Purpose of the treatment
Your personal data are processed:
Without your express consent for the following purposes:
Providing the services offered by the Data Controller, in the regular exercise of the profession of Surgeon specialized in Orthopedics and Traumatology for the performance of health services in your favor;
Recording and archiving of radiographic exams on the OsiriX management software;
Provide technical assistance, support and contact in the performance of the services offered by the Owner;
To fulfill the pre-contractual, contractual and tax obligations deriving from relationships with you;
Operational, organizational, managerial, fiscal, financial, insurance and accounting needs related to the contractual and / or pre-contractual relationship established;
To fulfill the obligations established by law, by a regulation, by a community legislation or by an order of the Authority;
Exercise the rights of the owner (such as the right to defense in court);
Access control, corporate security and video surveillance needs;
Needs for monitoring the methods of providing professional services, the progress of relations with suppliers and the analysis and management of risks associated with the contractual relationship;
Your health data are processed without your specific and distinct consent, exclusively for the following purposes:
Carrying out medical services in your favor, in particular diagnosis, treatment or therapy, inclusion in waiting lists, booking and reporting of specialist examinations;
Providing technical assistance, support and contact in the management and performance of medical services, with the primary purpose of protecting the health of the person concerned.
Your health data will not, in any case, be processed for marketing purposes, commercial and / or promotional purposes.
The treatments that are essential for the achievement of one or more specific purposes explicitly connected to health care and are carried out by (or under the responsibility of) a healthcare professional subject to professional secrecy or by another person also subject to The obligation of secrecy does not require consent from the interested party for processing, even if they belong to the category of data of particular relevance pursuant to art. 9 GDPR.
Processing methods and retention period
The processing of your personal and health data will be carried out in a non-automated manner and is carried out by means of the following operations: collection, registration, organization, storage, consultation, processing, modification, selection, extraction, comparison, use, interconnection, blocking, communication, cancellation and destruction of data.
The processing of your personal and health data will be carried out both with the use of paper supports and with the aid of electronic, IT and telematic tools, according to the methods and with suitable tools to guarantee the security and confidentiality of the data, in compliance with the provisions of art. 32 GDPR and the various Provisions subsequently issued, so that at least the adequate level of data protection security required by law is guaranteed. In particular, the generation and storage of radiographic images will take place by the use of the OsiriX software.
In compliance with the provisions of art. 5, paragraph 1, lett. e) of the GDPR, your personal data are stored in a form that allows the identification of the interested party for a period of time not exceeding the achievement of the purposes for which the data are processed or according to the deadlines set by the rules of law. The verification of the obsolescence of the data stored in relation to the purposes for which it was collected is carried out periodically.

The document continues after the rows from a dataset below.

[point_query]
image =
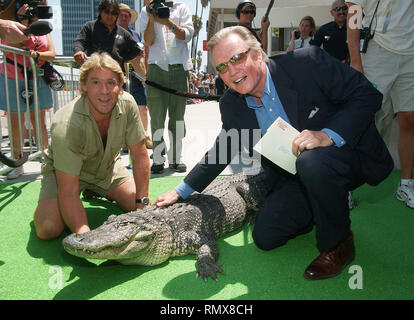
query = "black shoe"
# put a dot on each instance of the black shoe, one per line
(157, 168)
(178, 167)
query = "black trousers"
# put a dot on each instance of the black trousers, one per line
(316, 196)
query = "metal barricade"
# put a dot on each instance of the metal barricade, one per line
(7, 141)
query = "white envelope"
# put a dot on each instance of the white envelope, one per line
(276, 145)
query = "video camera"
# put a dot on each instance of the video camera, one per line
(160, 8)
(36, 9)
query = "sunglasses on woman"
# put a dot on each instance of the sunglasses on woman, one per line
(248, 12)
(234, 60)
(337, 9)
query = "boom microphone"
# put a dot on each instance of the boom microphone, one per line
(39, 28)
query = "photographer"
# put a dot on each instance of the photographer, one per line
(245, 14)
(104, 35)
(167, 31)
(301, 38)
(41, 49)
(389, 63)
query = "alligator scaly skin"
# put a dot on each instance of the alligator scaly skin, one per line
(153, 235)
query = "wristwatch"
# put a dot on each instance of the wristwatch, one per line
(144, 201)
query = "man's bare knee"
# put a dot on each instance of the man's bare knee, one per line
(47, 220)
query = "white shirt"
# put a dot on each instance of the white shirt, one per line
(394, 23)
(167, 49)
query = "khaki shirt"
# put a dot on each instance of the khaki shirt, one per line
(76, 145)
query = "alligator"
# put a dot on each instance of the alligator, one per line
(152, 235)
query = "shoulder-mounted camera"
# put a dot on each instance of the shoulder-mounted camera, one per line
(36, 9)
(160, 8)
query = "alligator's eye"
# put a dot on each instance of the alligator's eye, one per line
(111, 218)
(125, 224)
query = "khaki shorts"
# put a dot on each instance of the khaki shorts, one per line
(393, 74)
(49, 189)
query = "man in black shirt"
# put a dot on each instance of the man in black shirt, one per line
(105, 35)
(333, 34)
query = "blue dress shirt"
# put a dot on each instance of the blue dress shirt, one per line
(266, 114)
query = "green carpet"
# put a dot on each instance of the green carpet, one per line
(35, 269)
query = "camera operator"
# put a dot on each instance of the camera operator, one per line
(389, 63)
(332, 35)
(245, 14)
(167, 31)
(104, 35)
(301, 38)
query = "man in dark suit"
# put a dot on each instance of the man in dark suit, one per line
(338, 148)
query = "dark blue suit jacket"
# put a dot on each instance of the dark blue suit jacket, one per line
(309, 80)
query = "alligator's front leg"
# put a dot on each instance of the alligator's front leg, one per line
(206, 260)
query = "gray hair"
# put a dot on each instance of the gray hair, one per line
(244, 33)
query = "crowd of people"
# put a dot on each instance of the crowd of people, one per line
(340, 98)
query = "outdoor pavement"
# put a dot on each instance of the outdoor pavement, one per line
(203, 123)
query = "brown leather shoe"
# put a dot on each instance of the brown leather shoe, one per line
(330, 264)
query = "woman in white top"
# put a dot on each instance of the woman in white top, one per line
(306, 31)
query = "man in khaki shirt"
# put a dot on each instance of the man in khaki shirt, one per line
(86, 138)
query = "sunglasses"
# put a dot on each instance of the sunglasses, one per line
(234, 60)
(114, 13)
(248, 12)
(337, 9)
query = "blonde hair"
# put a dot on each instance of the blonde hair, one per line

When the processing is necessary for the execution of a contract and / or the execution of pre-contractual measures, the data will be processed until the execution of this contract is completed and will be kept for the next 10 years, subject to the hypotheses of legitimate interest of the Owner in the event of lawsuits;
When the processing is necessary to fulfill a legal obligation to which the Data Controller is subject, the data will be kept as long as the law allows it;
When the processing is necessary for the pursuit of the legitimate interest of the Data Controller, the data will be kept for as long as the law permits.
Personal data will in any case be kept for the fulfillment of the obligations (e.g. tax and accounting) which remain even after the termination of the contract (art. 2220 of the Italian Civil Code); for these purposes, the Data Controller will retain only the data necessary for its pursuit and for the following 10 years, without prejudice to the hypotheses of legitimate interest of the Data Controller in the event of legal cases.
Access to data
Your identification and health data may be made accessible for the purposes referred to in art. 2, also by simply consulting or making available your data:
To employees and collaborators of the Data Controller, in their capacity as persons in charge and / or internal managers of the treatment and / or system administrators;
Natural or legal persons who, as external data processors and / or agents, provide specific services essential for the purposes referred to in art. 2;
To third-party companies or other subjects (for example, credit institutions, professional firms, consultants, insurance companies for the provision of insurance services, web hosting, e-mail marketing etc.), who carry out outsourcing activities on behalf of the Owner, in their capacity as external data processors and / or processors.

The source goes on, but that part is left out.